The 2026 tournament is bigger and, for this exercise, better. Forty-eight teams instead of thirty-two, and a field that reaches deeper into the places the model cares about most: lower-income countries, and first-timers like Cape Verde, Curacao, Jordan and Uzbekistan. Lets update this, add some more nuance, and take advantage of the AI-world to make this auto-update and more sophisticated at a fraction of the cost to do this.
The logic is similar, but with added nuance. A title's value to the world rises with three things. How many people care, which is population times how much a country follows the game. How much a windfall is worth to them, which is larger where incomes are lower, because the same joy means more to someone who has less (or, one arrives at the same implication if instead you just prefer to increase the utility more for those who have less to begin with, in line with utilitarianism as well as several other philosophical constructs). And how long the joy lasts. A country that wins all the time forgets quickly. A country that has never won remembers for a generation. We put that last idea where it belongs, in the discount rate. The memory of an unaccustomed win fades slowly, so its value today is higher.
One refinement matters most. Fans are not only the home population, so we add the diaspora and a share of the neighbors who feel a regional win as their own. This is partly motivated by a simple observation. Whenever I have asked an African over the past few weeks who they are rooting for, and their own country is not in it, they still name another African side and talk about the pride of the continent. So we weight that continental affinity most heavily for Africa and Asia, on the theory that neither has ever won a World Cup and the shared pride at stake is greater than for Europe or South America. A deep run by Morocco lifts North Africa and the millions of Moroccans abroad, not only the home crowd.
The headline answer: Democratic Republic of Congo! Nearly a hundred million people, a deep love of the game, very low incomes, and no World Cup pedigree to take for granted. A title there would land where the marginal value of joy is highest, and it would be remembered for years.

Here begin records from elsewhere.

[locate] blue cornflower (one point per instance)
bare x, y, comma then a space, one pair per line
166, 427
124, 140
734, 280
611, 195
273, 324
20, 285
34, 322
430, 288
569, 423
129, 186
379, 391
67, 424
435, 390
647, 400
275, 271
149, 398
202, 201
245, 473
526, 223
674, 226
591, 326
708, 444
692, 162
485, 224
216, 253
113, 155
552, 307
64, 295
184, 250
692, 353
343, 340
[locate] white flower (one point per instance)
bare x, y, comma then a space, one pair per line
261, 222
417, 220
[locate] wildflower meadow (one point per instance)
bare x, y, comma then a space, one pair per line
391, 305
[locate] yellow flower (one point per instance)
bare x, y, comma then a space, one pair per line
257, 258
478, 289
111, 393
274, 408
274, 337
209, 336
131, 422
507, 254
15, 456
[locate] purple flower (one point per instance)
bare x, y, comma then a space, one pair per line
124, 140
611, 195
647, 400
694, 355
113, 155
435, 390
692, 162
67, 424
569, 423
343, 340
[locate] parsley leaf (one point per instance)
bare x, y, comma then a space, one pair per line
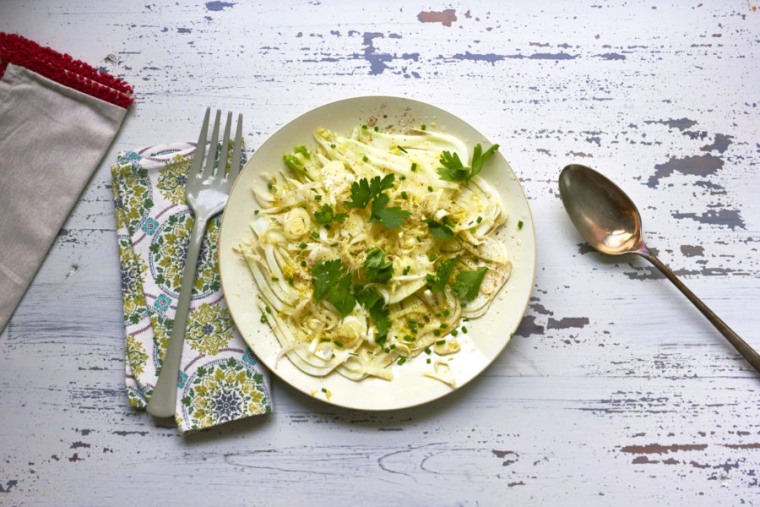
377, 185
467, 284
326, 215
332, 281
360, 194
376, 267
389, 217
438, 281
454, 170
297, 160
363, 191
371, 299
439, 230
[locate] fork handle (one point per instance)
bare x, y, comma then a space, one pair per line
163, 400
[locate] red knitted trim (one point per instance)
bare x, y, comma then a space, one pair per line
63, 69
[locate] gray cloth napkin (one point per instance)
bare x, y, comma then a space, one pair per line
52, 138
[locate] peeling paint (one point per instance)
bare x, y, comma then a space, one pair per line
567, 322
728, 217
528, 327
692, 250
720, 144
445, 17
662, 449
218, 6
681, 124
611, 56
697, 165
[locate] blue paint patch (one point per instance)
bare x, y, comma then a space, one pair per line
720, 144
218, 6
682, 124
698, 165
552, 56
611, 56
379, 61
475, 57
730, 218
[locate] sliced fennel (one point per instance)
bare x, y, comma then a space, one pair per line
323, 206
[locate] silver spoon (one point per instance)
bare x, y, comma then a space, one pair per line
610, 222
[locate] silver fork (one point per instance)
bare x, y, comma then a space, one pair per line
206, 193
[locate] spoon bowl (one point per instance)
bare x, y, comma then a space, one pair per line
600, 210
610, 222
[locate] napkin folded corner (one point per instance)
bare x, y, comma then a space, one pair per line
220, 379
58, 117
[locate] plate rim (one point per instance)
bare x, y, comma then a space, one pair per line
395, 102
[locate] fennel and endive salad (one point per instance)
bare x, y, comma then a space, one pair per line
375, 248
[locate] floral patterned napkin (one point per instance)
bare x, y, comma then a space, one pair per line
220, 378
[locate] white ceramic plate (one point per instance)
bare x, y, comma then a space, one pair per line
486, 336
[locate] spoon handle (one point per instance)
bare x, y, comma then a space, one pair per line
743, 347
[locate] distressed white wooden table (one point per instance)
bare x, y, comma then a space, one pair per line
615, 391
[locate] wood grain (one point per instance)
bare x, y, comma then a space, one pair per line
615, 391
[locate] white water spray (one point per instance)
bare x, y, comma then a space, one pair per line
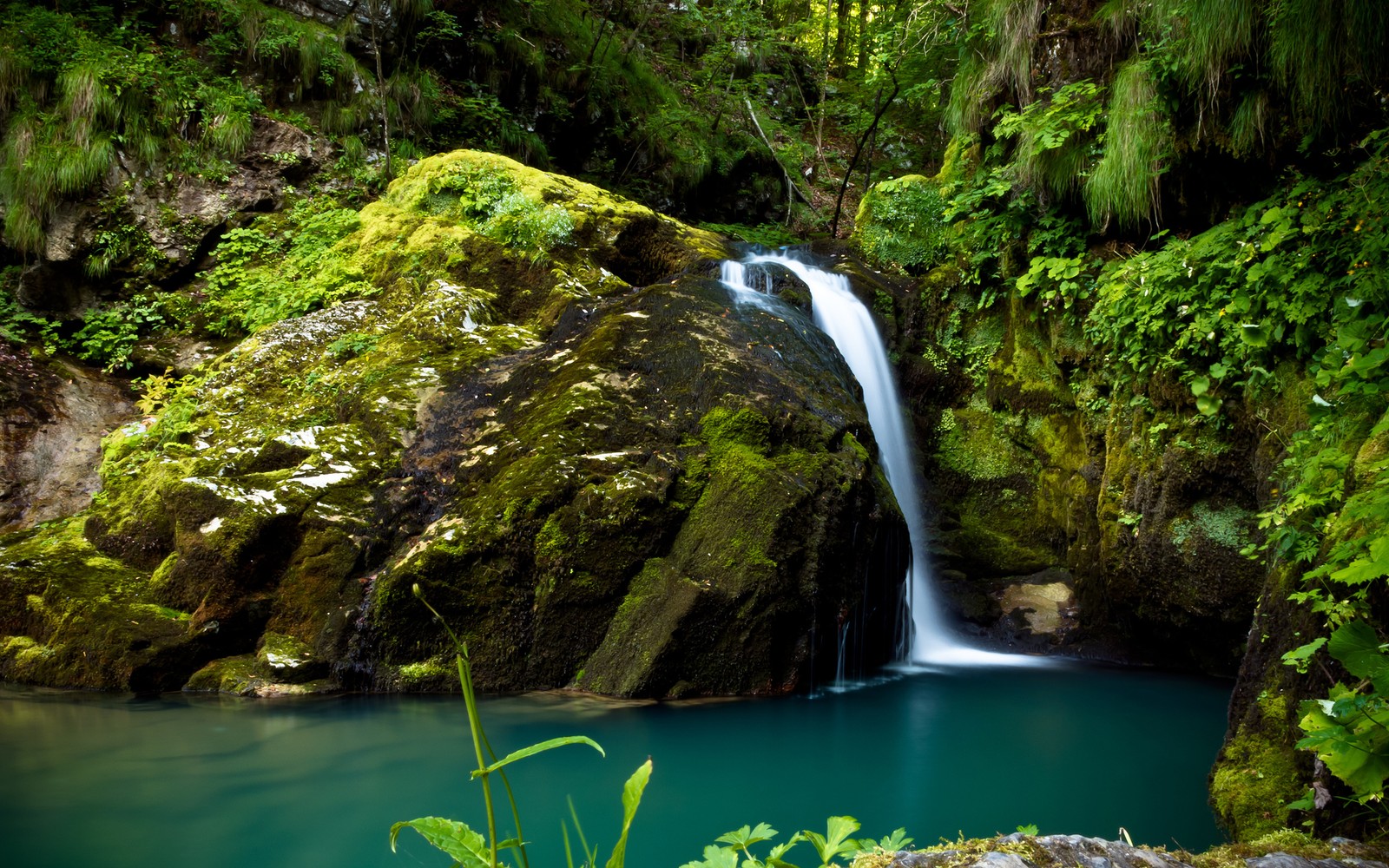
847, 323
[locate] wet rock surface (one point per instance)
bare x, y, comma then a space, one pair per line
1055, 851
52, 420
601, 471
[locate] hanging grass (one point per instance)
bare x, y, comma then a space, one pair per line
1013, 25
1124, 185
1317, 46
1215, 35
1249, 127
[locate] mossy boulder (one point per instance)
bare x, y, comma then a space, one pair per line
1034, 465
601, 471
902, 226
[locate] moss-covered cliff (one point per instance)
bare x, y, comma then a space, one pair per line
602, 478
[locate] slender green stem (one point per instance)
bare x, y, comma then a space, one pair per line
476, 727
506, 784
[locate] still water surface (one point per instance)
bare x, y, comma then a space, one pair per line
257, 784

But a champion is crowned only once. The tournament gives joy every night, and the best of it comes from surprise. So the default view above is not who should win the whole thing. It is who is beating expectations. Each team starts with a bar, its pre-tournament odds of reaching each round. Clearing a low bar is what thrills. A long shot that reaches the quarterfinals delivers more joy than a favorite who was supposed to be there all along, and the deeper the run, the more it counts. The odds set the bar. They never shrink the reward, so underdogs are rewarded, not penalized.
Note: The weight on lower incomes is a value judgment, not a measurement, so the tool lets you turn the dial yourself.
So this year, root for the Democratic Republic of the Congo. Or use the guide above to see who to pull for tonight.